Sancheti argued that one of the biggest opportunities in the ecosystem sits inside committed business already sold by hyperscalers, reflected in metrics such as remaining performance obligations, and the downstream work needed to turn those commitments into real platform usage through AI solutions that drive compute and consumption.
He described three partnership vectors.
The first is platform partnerships with hyperscalers and data and AI providers. The second is a “native AI” ecosystem built around foundation model partners such as Anthropic and OpenAI. The third is partnerships with niche, industry-specific players, including domain specialists in areas such as martech and vertical specialists across sectors like retail, CPG and industrial manufacturing.
The intent, he said, is not to carry partnerships “on paper” but to be meaningful partners, ideally among the top three for those organisations, by acting as a value enabler for customers and a driver of faster consumption.
He said Tredence runs joint initiatives, including partner days, hackathons and programmes like AI Foundry designed to pull partners into use case discovery and rapid prototyping.
In a GCC-led world, this becomes more than ecosystem messaging. It becomes a GTM requirement. If GCCs are becoming new buying centres for AI, partners need repeatable motions that translate platform capabilities into production outcomes quickly, because that is what drives consumption and expansion.
Diversifying without breaking gravity
Tredence acknowledged its exposure to the US market, with 75 percent of revenue coming from the region, while much of its workforce, almost 80 percent, sits in India. Sancheti said the dependence is real, but not unique, reflecting where global AI services spending remains concentrated.
At the same time, he framed diversification as an active strategy.
“We have already made progress on diversifying our regional presence. For instance, we recently hired a dedicated Chief Business Officer for Europe, which shows we are serious about expanding our Europe business,” said Sancheti.
He added, “While the dependency exists, we are not seeing any reduction in customer conversations. In fact, demand has grown over the past one to one-and-a-half years. We believe we are well-positioned with our current capabilities, while continuing to execute on our diversification strategy.”
Tredence aims to move towards a 70:30 regional mix.
In other words, the de-risking path does not necessarily require a clean break from the US-heavy portfolio. It requires learning where the next decision-makers sit and building models that sell into them.
IPO ambition, and the architecture behind it
Sancheti said Tredence intends to pursue an IPO, with a clear focus on profitable, sustainable expansion while reducing portfolio concentration risks.
He pointed to the company’s track record of consistent growth over 13 years, including an eightfold increase in revenue over the past eight years and sustained annual growth of 40–42 percent. The company is targeting a billion-dollar revenue milestone by 2030, with interim goals such as crossing the half-billion mark.
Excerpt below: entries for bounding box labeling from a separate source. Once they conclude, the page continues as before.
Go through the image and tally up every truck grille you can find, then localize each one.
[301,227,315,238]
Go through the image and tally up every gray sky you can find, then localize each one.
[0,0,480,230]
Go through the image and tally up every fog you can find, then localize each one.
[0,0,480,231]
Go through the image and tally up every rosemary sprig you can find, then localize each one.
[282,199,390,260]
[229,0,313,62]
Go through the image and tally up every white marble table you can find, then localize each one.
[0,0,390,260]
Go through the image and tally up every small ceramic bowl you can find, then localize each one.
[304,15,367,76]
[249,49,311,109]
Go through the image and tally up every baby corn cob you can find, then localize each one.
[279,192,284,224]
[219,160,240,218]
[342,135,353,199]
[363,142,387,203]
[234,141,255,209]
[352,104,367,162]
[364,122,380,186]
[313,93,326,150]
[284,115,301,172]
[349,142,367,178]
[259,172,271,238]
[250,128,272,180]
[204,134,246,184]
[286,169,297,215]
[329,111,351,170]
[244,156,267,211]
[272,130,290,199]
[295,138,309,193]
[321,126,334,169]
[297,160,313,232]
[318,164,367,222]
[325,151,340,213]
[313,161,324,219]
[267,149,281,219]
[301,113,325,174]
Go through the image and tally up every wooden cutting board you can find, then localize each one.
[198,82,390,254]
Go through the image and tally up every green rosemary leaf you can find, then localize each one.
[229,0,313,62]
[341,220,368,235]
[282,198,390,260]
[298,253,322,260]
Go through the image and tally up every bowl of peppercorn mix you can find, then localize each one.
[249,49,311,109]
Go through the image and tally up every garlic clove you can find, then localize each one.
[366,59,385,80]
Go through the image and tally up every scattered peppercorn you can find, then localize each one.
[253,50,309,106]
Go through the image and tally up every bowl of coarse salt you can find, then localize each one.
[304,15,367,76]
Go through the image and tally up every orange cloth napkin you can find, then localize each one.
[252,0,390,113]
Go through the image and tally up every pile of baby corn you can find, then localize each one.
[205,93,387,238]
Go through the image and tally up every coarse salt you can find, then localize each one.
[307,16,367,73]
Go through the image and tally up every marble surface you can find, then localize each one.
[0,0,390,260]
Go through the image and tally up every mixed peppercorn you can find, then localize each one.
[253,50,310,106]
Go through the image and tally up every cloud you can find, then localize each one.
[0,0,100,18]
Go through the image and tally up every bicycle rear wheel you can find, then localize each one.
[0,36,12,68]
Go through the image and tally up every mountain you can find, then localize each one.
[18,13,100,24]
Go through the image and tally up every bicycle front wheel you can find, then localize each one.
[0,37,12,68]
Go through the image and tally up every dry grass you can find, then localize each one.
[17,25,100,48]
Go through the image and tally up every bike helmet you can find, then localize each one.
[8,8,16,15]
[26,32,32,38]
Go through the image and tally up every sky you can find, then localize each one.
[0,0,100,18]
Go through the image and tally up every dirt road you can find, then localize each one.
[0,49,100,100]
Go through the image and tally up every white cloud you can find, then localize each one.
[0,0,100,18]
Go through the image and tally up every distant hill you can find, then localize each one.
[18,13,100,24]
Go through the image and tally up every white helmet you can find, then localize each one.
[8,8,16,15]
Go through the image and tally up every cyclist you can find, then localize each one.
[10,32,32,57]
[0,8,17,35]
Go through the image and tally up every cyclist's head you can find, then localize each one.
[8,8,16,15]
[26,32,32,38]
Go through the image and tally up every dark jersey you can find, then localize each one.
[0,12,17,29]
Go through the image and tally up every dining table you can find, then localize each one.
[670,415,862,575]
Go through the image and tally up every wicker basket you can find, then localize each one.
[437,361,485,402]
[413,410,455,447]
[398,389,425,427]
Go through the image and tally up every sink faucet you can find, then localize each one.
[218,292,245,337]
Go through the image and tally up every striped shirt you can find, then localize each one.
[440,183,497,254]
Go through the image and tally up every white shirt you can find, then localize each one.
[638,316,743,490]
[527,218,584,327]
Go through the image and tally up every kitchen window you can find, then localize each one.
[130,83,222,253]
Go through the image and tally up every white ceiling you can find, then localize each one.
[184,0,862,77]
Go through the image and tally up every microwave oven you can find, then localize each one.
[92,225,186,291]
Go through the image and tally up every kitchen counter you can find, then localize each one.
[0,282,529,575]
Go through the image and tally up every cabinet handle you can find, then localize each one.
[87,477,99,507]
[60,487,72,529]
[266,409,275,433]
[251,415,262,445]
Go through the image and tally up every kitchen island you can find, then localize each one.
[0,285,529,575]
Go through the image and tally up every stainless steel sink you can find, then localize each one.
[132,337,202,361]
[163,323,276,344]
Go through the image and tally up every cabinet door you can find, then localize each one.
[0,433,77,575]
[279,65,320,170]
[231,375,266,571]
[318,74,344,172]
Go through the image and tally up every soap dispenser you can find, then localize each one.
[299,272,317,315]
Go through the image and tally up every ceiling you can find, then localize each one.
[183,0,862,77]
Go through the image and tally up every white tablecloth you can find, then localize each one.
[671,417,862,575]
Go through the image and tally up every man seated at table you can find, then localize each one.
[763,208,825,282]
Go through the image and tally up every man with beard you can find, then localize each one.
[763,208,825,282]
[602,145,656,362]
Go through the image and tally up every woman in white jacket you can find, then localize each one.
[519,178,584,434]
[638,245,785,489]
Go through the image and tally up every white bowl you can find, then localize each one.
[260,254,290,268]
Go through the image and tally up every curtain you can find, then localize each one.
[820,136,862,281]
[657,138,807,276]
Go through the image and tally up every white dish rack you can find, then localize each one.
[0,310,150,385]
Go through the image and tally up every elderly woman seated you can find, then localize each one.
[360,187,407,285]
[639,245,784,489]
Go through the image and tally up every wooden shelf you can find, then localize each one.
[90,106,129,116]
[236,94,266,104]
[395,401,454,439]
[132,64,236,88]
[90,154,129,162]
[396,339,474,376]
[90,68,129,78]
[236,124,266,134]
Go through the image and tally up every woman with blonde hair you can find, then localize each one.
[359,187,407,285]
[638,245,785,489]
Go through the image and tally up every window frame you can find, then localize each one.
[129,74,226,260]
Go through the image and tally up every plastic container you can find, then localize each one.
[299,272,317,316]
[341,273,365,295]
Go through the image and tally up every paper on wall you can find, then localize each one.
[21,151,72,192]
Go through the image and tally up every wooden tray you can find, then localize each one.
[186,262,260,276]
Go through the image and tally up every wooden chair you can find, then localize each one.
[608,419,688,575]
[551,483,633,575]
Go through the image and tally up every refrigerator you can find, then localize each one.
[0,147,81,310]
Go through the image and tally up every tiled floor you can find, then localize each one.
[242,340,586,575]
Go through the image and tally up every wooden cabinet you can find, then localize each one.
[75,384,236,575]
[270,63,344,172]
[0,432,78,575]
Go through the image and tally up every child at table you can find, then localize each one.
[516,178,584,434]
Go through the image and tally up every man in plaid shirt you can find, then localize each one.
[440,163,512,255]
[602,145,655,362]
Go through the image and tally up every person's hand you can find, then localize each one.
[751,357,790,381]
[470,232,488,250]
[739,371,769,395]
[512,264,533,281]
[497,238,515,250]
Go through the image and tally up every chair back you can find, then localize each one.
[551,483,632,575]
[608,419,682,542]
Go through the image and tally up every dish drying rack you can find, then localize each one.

According to Sancheti, in India, the company’s commitment is strong and twofold. First, India will remain central to the talent strategy. Given the strength and depth of AI talent here, Tredence believes India will continue to be a leader in this space for the next 10 to 15 years.
“While we are also building nearshore capabilities in regions like Latin America, Europe, and the Middle East, India will remain our primary delivery hub. We are continuing to expand our delivery centres across the country,” said Sancheti.
On the strategic path forward, Sancheti added, “We intend to pursue an IPO. At the same time, we are open to selective acquisitions to build regional capabilities or deepen expertise in specific industries. For example, we recently acquired Further Advisory, a management consulting firm.”
However, Sancheti clarified that Tredence does not see itself being acquired by a large IT company.